Ce n’est pas encore tout : font partie aussi de l’Eglise tous ceux qui ont vécu avant nous, toute la communauté des saints. A cause de cela, la communauté des croyants toute entière doit toujours être représentée dans l’Eglise. Lorsque les prêtres et les évêques, à l’occasion de leur ordination, s’engagent solennellement dans la tradition de l’Eglise, et cet engagement est le contenu même du sacrement, cela veut dire qu’il leur est confié le rôle de représenter l’Eglise tout entière. Le rôle d’être la voix des morts qui, en réalité, sont toujours vivants.
Et nous n’avons pas encore abordé le point décisif : selon les paroles de Paul, l’Eglise, en tant qu’organisme vivant, est tête et corps. Le corps sans la tête n’est plus un corps, mais un cadavre. Et la tête est le Christ. Cela est le contenu le plus profond, l’essence intime du sacrement qui, au-delà de toute enquête démoscopique, doit être représenté, et sans lequel l’Eglise et l’humanité ne seraient plus qu’un cadavre. La Parole du Christ ne fut en rien banale, aimable, gentille, comme veut nous en convaincre un faux romantisme. Elle fut âpre et cinglante comme l’amour véritable, qui ne se laisse pas diviser d’avec la vérité : et cela lui a coûté la Croix. A toutes les époques, elle a été insupportable pour l’opinion publique. Et cela n’a pas changé. Dans l’Eglise, quelque chose de plus que la simple moyenne des opinions doit toujours être manifesté : ce qui doit être manifesté, c’est le Dessein même de Jésus-Christ, et cela ne peut se faire qu’avec le lien du sacrement, qu’avec le lien de la forme commune de la foi qui nous a été transmise à tous par le sacrement.
[…] Le plus grand soin doit être apporté, de la part de celui qui en assume l’office, à mettre continuellement à l’épreuve sa propre conscience en face de Dieu et en face de la totalité de l’Eglise de Dieu.
[…] L’auctoritas ne s’oppose pas à la liberté, mais est plutôt un aspect de l’ordre intérieur de la liberté, du fait qu’elle opère à la manière d’un libre lien moral, et qu’elle est précisément en cela le contraire d’une contrainte extérieure.
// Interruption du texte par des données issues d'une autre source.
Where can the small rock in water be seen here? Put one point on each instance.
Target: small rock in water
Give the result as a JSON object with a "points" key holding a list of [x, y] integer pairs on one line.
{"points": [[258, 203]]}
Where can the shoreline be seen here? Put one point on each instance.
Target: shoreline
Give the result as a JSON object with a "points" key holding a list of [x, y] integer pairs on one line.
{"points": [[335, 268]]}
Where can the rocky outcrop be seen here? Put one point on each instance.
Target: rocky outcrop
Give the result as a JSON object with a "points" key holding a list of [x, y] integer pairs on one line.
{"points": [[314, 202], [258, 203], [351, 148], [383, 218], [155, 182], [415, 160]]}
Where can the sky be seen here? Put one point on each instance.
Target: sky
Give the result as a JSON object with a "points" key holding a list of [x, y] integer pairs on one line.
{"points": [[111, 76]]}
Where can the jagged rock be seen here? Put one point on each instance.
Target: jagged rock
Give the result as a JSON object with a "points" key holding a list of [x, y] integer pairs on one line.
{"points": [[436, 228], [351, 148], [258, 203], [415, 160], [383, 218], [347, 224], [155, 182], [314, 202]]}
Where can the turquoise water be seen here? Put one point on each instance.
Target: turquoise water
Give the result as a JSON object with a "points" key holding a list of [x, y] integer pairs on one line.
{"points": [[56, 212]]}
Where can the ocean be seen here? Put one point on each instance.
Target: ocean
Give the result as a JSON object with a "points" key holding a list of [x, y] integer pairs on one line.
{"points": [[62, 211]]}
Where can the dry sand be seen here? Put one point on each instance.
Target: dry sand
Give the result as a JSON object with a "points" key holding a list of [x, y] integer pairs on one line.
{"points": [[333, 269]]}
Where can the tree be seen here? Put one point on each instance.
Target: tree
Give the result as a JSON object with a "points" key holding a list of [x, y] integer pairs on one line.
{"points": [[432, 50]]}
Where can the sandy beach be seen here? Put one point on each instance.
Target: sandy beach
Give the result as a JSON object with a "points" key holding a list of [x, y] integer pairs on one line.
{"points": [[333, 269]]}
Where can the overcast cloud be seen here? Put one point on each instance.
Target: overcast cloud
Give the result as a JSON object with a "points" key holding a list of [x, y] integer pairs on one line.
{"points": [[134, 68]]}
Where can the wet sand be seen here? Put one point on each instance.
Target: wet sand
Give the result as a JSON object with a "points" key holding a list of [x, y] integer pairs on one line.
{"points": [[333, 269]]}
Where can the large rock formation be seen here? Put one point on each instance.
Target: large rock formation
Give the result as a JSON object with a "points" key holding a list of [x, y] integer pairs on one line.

On peut certes abuser de l’autorité, mais elle n’est pas en elle-même un abus. L’autorité sera d’autant plus rare que l’obéissance habituelle envers la conscience sera forte, et que le lien habituel avec Celui qui nous parle dans la conscience sera fort. Il devrait donc être clair que le fait de dire de l’opinion de quelqu’un qu’elle ne correspond pas à la doctrine de l’Eglise catholique ne signifie pas que l’on viole les droits humains.
[…] L’Eglise doit pouvoir dire à ses fidèles quelles sont les opinions qui correspondent ou ne correspondent pas à leur foi. Cela est son droit et son devoir, afin que le oui reste oui, et que le non reste non, et afin que soit préservée la clarté qu’elle doit à ses fidèles et au monde.
Celui qui aujourd’hui exerce l’autorité dans l’Eglise n’a pas de pouvoir : au contraire, il se trouve être contre le pouvoir dominant, contre la force d’une opinion pour laquelle la foi dans la vérité est un trouble insupportable pour la bonne conscience avec laquelle on se consacre aux abus. Le pouvoir dominant n’hésitera pas à frapper qui le contredit, mais justement, c’est, selon Saint Paul, la condition de l’apôtre, du témoin de Jésus-Christ dans le monde. Au fond, la même chose arrive à celui qui, dans le monde, a le courage de se déclarer chrétien et le courage de vivre en chrétien.